Sendo a confiança um dos pilares fundamentais dessa relação, a falta de transparência poderá manchar a imagem e reputação do Advogado no mercado jurídico. Com a perda da credibilidade, o resultado certamente será a perda e dificuldade de atrair clientes, resultando em grandes prejuízos financeiros.

Além de ter sua reputação profissional prejudicada, caso o cliente ingresse com uma Ação de Prestação de Contas e o Juiz, em decisão judicial julgar a favor do cliente, o Advogado será obrigado a prestar as contas, e caso não o faça com os valores devidos já determinados, poderá em fase de execução de sentença, ter seus recursos penhorados com seus bens e contas bancárias bloqueadas.

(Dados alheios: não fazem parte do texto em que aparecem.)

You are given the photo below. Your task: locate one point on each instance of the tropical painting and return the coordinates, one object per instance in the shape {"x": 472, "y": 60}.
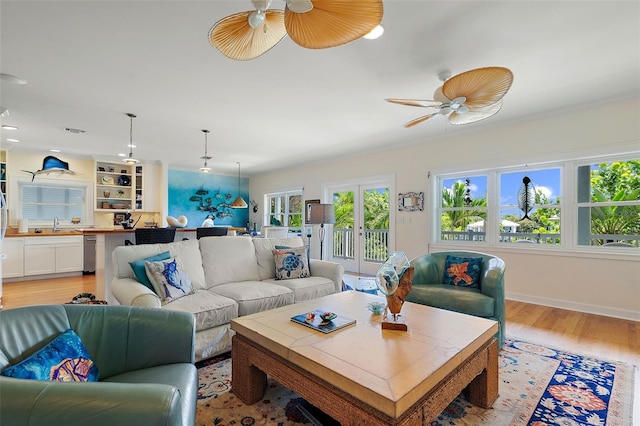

A condenação do Advogado em uma Ação de Prestação de contas, além dos valores devidos, deverá arcar com o pagamento de multas, custas processuais, ônus de sucumbência, e eventualmente, o pagamento de honorários advocatícios ao Advogado da outra parte.

Caso faça parte de um escritório de advocacia ou de uma sociedade, a responsabilidade pela má conduta do Advogado recairá aos demais sócios e/ao escritório como um todo, que  responderão de forma solidária, estendendo as sanções a todos os membros, vindo a prejudicá-los não só financeiramente, quanto à imagem reputacional.

A Ordem dos Advogados do Brasil (OAB), exerce um papel importante e fundamental na fiscalização quanto às condutas éticas do Advogados. Caso o cliente se sinta prejudicado, poderá ingressar com uma representação ética-disciplinar contra seu Advogado junto ao Tribunal de Ética e Disciplina da OAB (TEDOAB).

Como dito anteriormente, em conformidade com o EAOAB, a falta de prestação de contas é considerada uma infração ética grave, e o não cumprimento, poderá resultar em dever de prestá-las de forma clara e detalhadas aos seus clientes, de forma tempestiva, devolvendo os valores corrigidos monetariamente além de sofrer sanções disciplinares.

O procedimento de apuração das irregularidades ou violação legal cometidas por Advogados se instaurará de ofício junto à OAB, ou seja, independente da representação pelo cliente prejudicado ou seu representante legal, e a sua atuação ocorrerá quando a Instituição tomar conhecimento do fato por fonte devidamente identificada e idônea, agindo por sua própria conta, conforme estabelece o art. 55 do EAOAB:

Art. 55. O processo disciplinar instaura-se de ofício ou mediante representação do interessado.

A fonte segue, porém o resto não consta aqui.